Densus 88 dinilai telah melampaui kapasitasnya di wilayah Polda Sumatera Utara, saat personelnya berjalan kaki memasuki kawasan Bandara Polonia untuk menaiki pesawat carter melalui Pos Golf Bravo yang tidak terbuka bagi sipil.
Densus dianggap tidak menghormati persoalan administratif keluar masuk di bandara. "Menurut saya ini harus kita koreksi. Dalam proses penegakan hukum harusnya ada koordinasi, ada penghormatan terhadap tempat dan wilayah," kata anggota Fraksi Gerindra ini.
Komisi III akan mempertanyakan hal peristiwa itu dalam Rapat Dengar Pendapat mendatang dengan Kapolri. Karena, peristiwa ini merupakan bagian dari proses penegakan hukum.

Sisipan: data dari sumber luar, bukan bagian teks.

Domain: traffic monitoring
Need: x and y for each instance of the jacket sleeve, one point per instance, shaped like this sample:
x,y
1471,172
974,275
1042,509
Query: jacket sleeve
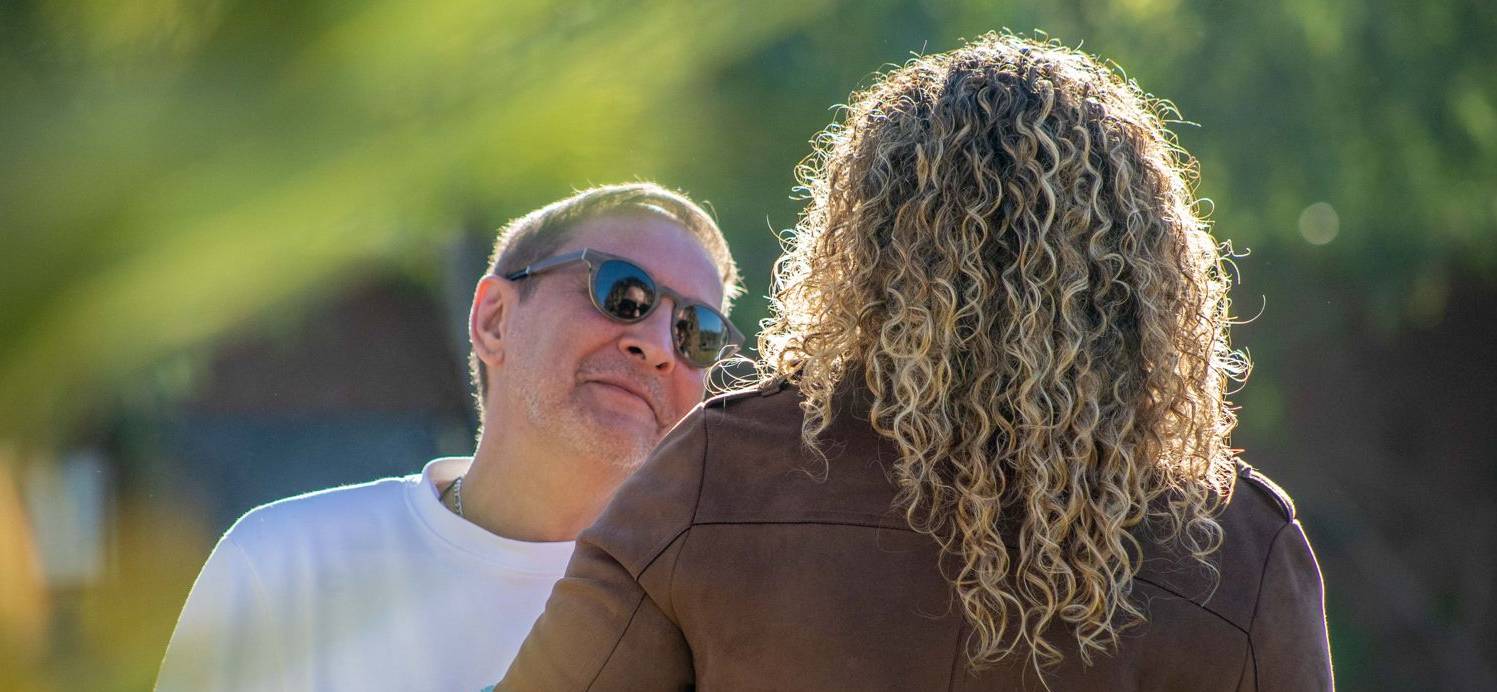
x,y
610,622
226,637
1291,647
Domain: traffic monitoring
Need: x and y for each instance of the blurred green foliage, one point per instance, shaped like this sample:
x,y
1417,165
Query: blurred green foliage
x,y
172,167
171,170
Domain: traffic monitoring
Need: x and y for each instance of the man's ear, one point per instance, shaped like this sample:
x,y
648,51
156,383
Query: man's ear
x,y
493,304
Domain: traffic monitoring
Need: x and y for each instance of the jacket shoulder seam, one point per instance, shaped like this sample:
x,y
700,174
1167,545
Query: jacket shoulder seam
x,y
1268,557
619,641
1192,602
1268,487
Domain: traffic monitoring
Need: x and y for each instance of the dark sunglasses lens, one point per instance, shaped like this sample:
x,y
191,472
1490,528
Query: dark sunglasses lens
x,y
701,334
623,289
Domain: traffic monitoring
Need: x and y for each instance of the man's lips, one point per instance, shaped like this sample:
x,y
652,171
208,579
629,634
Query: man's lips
x,y
627,388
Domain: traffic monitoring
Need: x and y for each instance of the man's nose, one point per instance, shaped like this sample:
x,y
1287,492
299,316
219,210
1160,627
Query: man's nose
x,y
651,340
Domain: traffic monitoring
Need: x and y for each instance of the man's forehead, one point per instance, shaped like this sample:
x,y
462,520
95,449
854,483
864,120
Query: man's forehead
x,y
662,246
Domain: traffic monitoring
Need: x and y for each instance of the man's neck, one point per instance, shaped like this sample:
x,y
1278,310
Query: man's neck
x,y
523,495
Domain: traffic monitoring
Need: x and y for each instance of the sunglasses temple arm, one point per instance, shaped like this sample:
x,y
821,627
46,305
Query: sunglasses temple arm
x,y
547,264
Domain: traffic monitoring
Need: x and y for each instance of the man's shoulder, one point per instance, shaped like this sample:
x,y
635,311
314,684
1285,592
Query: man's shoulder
x,y
318,514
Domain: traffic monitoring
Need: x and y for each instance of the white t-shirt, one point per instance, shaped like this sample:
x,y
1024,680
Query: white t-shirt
x,y
372,586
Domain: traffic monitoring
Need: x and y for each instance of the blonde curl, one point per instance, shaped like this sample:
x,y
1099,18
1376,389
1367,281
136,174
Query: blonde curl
x,y
1003,241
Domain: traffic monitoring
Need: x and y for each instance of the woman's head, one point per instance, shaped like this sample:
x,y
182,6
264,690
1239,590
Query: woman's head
x,y
1003,241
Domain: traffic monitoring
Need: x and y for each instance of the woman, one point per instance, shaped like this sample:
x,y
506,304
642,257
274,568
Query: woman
x,y
991,447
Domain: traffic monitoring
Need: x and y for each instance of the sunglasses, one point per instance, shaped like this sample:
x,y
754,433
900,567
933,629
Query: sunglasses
x,y
624,292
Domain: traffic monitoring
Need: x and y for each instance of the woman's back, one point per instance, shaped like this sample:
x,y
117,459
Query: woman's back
x,y
737,559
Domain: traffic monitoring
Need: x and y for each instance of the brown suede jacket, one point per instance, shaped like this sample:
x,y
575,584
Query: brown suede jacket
x,y
725,565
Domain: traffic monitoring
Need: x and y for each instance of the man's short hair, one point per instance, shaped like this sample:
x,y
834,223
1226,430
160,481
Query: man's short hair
x,y
539,234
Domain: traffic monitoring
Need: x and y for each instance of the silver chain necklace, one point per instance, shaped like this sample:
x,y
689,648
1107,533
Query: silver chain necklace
x,y
457,496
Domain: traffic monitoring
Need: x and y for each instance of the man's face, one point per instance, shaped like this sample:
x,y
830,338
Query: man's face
x,y
586,384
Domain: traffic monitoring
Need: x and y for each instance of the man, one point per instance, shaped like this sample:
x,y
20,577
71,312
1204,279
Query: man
x,y
994,448
592,337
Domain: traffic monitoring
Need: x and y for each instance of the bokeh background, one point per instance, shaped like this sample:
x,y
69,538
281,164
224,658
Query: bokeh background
x,y
238,238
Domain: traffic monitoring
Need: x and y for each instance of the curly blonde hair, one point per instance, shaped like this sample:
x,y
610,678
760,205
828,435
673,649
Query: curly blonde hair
x,y
1003,241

"Panja penegakan hukum satu bagian yang mengontrol ini. Dalam RDP (Rapat Dengar Pendapat) dua tiga hari ini, itu yang diagendakan kawan-kawan untuk mempertanyakan," jelas Desmon.
Bagi Desmon, dugaan pelanggaran dengan dalih tugas negara itu justru menjadi pertanyaan besar. Bila memang itu tugas negara, kata dia, seharusnya ada petugas negara di sana yang juga harus melaksanakannya, yaitu Kapolda.
Desmon menegaskan, seharusnya Kapolda juga diberi kepercayaan melaksanakannya sebagai yang berkepentingan di daerah itu. "Nah alasan apa, undang-undang apa, yang mengisntruksikan atau yang memerintahkan Densus 88 lebih hebat daripada Polda," tegas dia. "Jangan-jangan ini dibangun kebiasaan baru oleh kepolisian".
Sebelumnya, Kepala Divisi Hubungan Masyarakat Polri, Inspektur Jenderal Iskandar Hasan, menyatakan, jika memang arogan, Polri meminta maaf dalam peristiwa itu.